The Kansas City Southern Railroad, from the late 1890s into the early 1900s, carried upwards to 1,500 people a day and turned-about back north in Sulphur Springs. During that time, within Sulphur's one square-mile borders, there were seven major-sized hotels. The largest was the five-story Kilhburg Hotel. It still stands above Hwy. 59. From its front porch, you can get a "birds eye view" across the valley's 10-acre city park and lake.

The Kilhburg was also the home of John Brown University, Wycliffe Bible Translators winter residence and the Shiloh Farms Baking company. Walter Eaton established on Sulphur's southeast side The Ozark Colony in 1921. Also, Native Americans such as Algonquin Confederacy Chief Cannasatego chipped arrowheads along Butler Creek's shores before Sulphur was thought of as a "small-town with charm."

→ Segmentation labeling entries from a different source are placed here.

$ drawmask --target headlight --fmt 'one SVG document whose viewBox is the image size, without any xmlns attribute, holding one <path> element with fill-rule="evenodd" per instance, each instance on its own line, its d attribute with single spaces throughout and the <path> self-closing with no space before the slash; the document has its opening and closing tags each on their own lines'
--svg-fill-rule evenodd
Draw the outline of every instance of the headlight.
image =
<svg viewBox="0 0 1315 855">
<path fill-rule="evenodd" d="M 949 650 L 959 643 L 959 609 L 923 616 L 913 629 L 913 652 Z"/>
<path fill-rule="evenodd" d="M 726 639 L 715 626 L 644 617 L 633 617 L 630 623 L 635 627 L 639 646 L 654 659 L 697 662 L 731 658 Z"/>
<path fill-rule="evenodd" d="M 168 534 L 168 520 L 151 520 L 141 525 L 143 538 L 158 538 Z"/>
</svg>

The town's historical worth came when word traveled that Sulphur Springs was the place where visitors could find healing waters. There weren't remedies around the 1900s for many common ailments. Bathing in the cool waters of Butler creek during summer's heat, drinking clean, cool and refreshingly-good-for-you Lithia Spring water added to the healing mineral water treatments provided visitors within the town's three bathhouses. This was the best medicine money could buy in those days.

That's why people came to our town. If searched for, one can live again the same "charm" felt by thousands of tourists during Sulphur's long history under its old forest trees and natural spaces of healing waters within the town's city park today.

Our town is very important to us who live here. Some residents are like me. We were born here. Some of us came back to retire in Sulphur Springs because it has that special "small-town charm."

So, why wasn't Sulphur Springs represented by Melissa L. Jones' in her Sunday promotional paper article?